How Long Will It Take?

Estimating Software Work

[Update, 10 Jan 2018]: How Long Will It Take? Part 2 - So, Does It Work?

Like many people who find themselves doing software development, I am sometimes asked to estimate when work will be completed. What I’m going to demonstrate is the best way I know of estimating software work completion. Next time someone asks “how long will it take?”, in the time it takes you to read this sentence, you’ll be able to answer with things like “when starting new work, there’s a 25% chance it will take us less than 3 days, 75% chance it will take us less than 37 days, and 90% chance it will take us less than 104 days” and be able to provide any other percentile you want.

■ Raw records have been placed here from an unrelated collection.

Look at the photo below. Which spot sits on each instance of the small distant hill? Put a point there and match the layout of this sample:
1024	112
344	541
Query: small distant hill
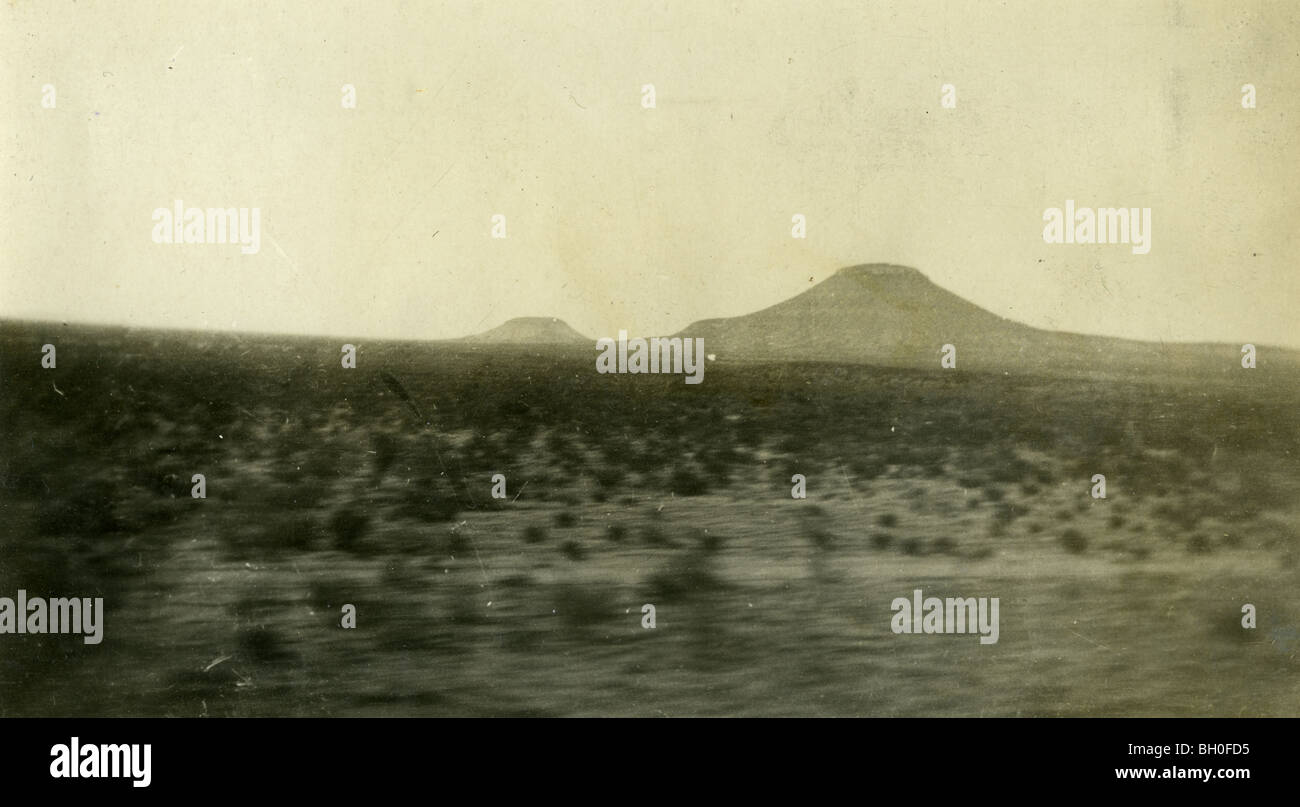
531	330
882	313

First, a constraint I want in place is that people should not have to make any guesses about the nature of the work or the difficulty of the work in order to generate a reasonable estimate. This constraint is in place because in the value stream mapping sense, estimation is waste. Therefore, people not doing estimating eliminates the estimation waste.

Next, let’s go over the assumptions I’m going to make about the work. For the purpose of estimation:

Work is some problem to be solved. When the problem is solved, the work is completed.

Work is in the domain of software development. This is where my experience lies, this is the domain I’ve been asked to estimate.

The nature of the work does not matter. It can be a typo in information being displayed, or it can be a customer-facing availability outage for unknown reasons.

We do not know the probability distribution of the work. This last assumption will take some explaining.

Imagine that you have a record of the work you’ve completed over some period of time in the past, for example over the past two years you’ve completed 150 work items. For each work item (a solved problem), you have a start date and an end date. These give you a duration of the work, or how long a work item took to complete. So, in our example, you would have a list of 150 durations. If you were to create a histogram of work duration, you would see a duration distribution of the work. The assumption that “we do not know the probability distribution of the work” means that we do not know what duration distribution of the work will look like ahead of time. We might be able to determine the distribution only in hindsight. But, estimation does not happen in hindsight, therefore, at the time we have to make estimates we do not know the probability distribution of the work.

In case you think that work is normally distributed (as in, the typical bell curve that is easy to do statistics with), here is a histogram of 150 actual durations:

Now, 150 data points does not a large sample make. So, we’ll need to make another assumption.

Previously observed work durations are representative of the probability distribution of the work. That is, we assume that our past data comes from the same probability distribution of work that our future data will come from¹.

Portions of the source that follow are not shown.